Monday, December 12, 2011

Vendetta - Feed the Extermination (2011)

If 2007's comeback album Hate proved a major disappointment for 80s underground thrash addicts, it wasn't due to some overbearing technical flaws or absent effort being placed in its constructions, but only because of its rather plainclothes songwriting that failed to live up to its adventurous, engaging precursor, Brain Damage, 20 years in the past... You generally figure that with old age comes some form of wisdom, but where Vendetta had evolved into this quirky, unforgettable German underdog with that album, Hate was just all too 'normal'. As if any random group of 4-5 guys obsessed with the past hung out on a few weekends, sipped a few beers and played it safe, content with whatever first came to mind. That said, I did not 'hate' (haw haw) the album quite so much as others, and it was at least competent, the new vocalist Mario Vogel trying to stick to the charismatic microphone stylings of his predecessor Daxx.

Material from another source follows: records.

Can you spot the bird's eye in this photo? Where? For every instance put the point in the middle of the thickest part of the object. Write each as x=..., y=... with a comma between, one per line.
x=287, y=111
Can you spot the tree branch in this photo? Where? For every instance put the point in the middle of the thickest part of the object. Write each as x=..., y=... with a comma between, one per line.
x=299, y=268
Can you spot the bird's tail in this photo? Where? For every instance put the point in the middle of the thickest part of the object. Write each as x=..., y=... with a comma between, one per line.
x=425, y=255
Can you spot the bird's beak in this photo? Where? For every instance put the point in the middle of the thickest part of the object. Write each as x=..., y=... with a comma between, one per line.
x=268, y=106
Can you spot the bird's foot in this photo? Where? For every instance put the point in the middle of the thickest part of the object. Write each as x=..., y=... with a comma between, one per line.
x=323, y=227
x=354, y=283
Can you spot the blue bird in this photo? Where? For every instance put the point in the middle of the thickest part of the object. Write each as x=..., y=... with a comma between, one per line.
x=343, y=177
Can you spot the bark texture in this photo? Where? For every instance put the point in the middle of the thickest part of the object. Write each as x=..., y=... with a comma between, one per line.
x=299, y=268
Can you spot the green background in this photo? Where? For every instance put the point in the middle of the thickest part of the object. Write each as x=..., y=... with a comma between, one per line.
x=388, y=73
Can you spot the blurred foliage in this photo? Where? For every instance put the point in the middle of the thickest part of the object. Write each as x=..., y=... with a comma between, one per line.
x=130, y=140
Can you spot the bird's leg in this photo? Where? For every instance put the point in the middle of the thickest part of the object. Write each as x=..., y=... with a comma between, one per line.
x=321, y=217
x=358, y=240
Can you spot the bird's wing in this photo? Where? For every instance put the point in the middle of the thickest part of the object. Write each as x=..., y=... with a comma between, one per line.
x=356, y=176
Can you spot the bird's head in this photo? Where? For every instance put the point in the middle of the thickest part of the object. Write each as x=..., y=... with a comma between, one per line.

Unfortunately, Feed the Extermination is more of the same, and in some places, it feels forced, sluggish, and lacking the explosive enthusiasm of Brain Damage or even the raw rapid-fire penetration of their debut Go and Live...Stay and Die. It doesn't help that the disc opens with a boring, circular groove that lapses into vapid, identical mutes and then back again ("Feed the Extermination"). The verse riff is nothing special either, though it at least conjures some of the snappy melodic subtext of their older work, and I really didn't enjoy the various growls and snarls that were placed haphazardly about to express some sort of added emotion. The vocals falter even further in the next track, "Tremendous Brutality", affected and quite silly over yet another arrangement of dime a dozen guitars (the lead sequence is alright). "Cancer" almost seems like a step in the right direction, but for the banal chugging of the verses and more of the semi-annoying whining in the vocals. So we're now 15 minutes deep in a Vendetta album, with nothing really to show for it...

It doesn't get any better. The shuffling, chipper muted rhythms of "Ovulation Bitch"; the boring jump up thrash/grooves of "De-Organ-Izer"; the damp and overinflated power ballad "Abuse". All seem like a band trying to reclaim their 'beat' from the 80s, and wiring in all manner of unneeded influences from the 90s, which were of course the temporary death of the whole genre. You can hear a few similarities to, say, Pantera, even if they're not entirely overt. There is also a fairly lifeless feeling to the production of this record. Bright and clear, perhaps, but the guitars feel pretty flat, the vocals a little too off the hinge, and a lot of guitars moving at a similar, crisp gait. Every now and then you'll hear a half-decent idea, an elevation in the vocals that channels back to the Brain Damage album. Nothing here is all that offensive, just plain and mediocre and unable to express the same level of imagination, or capture the listeners' imaginations, as their cult classics. To be blunt, Feed the Extermination is amply less appealing than even Hate.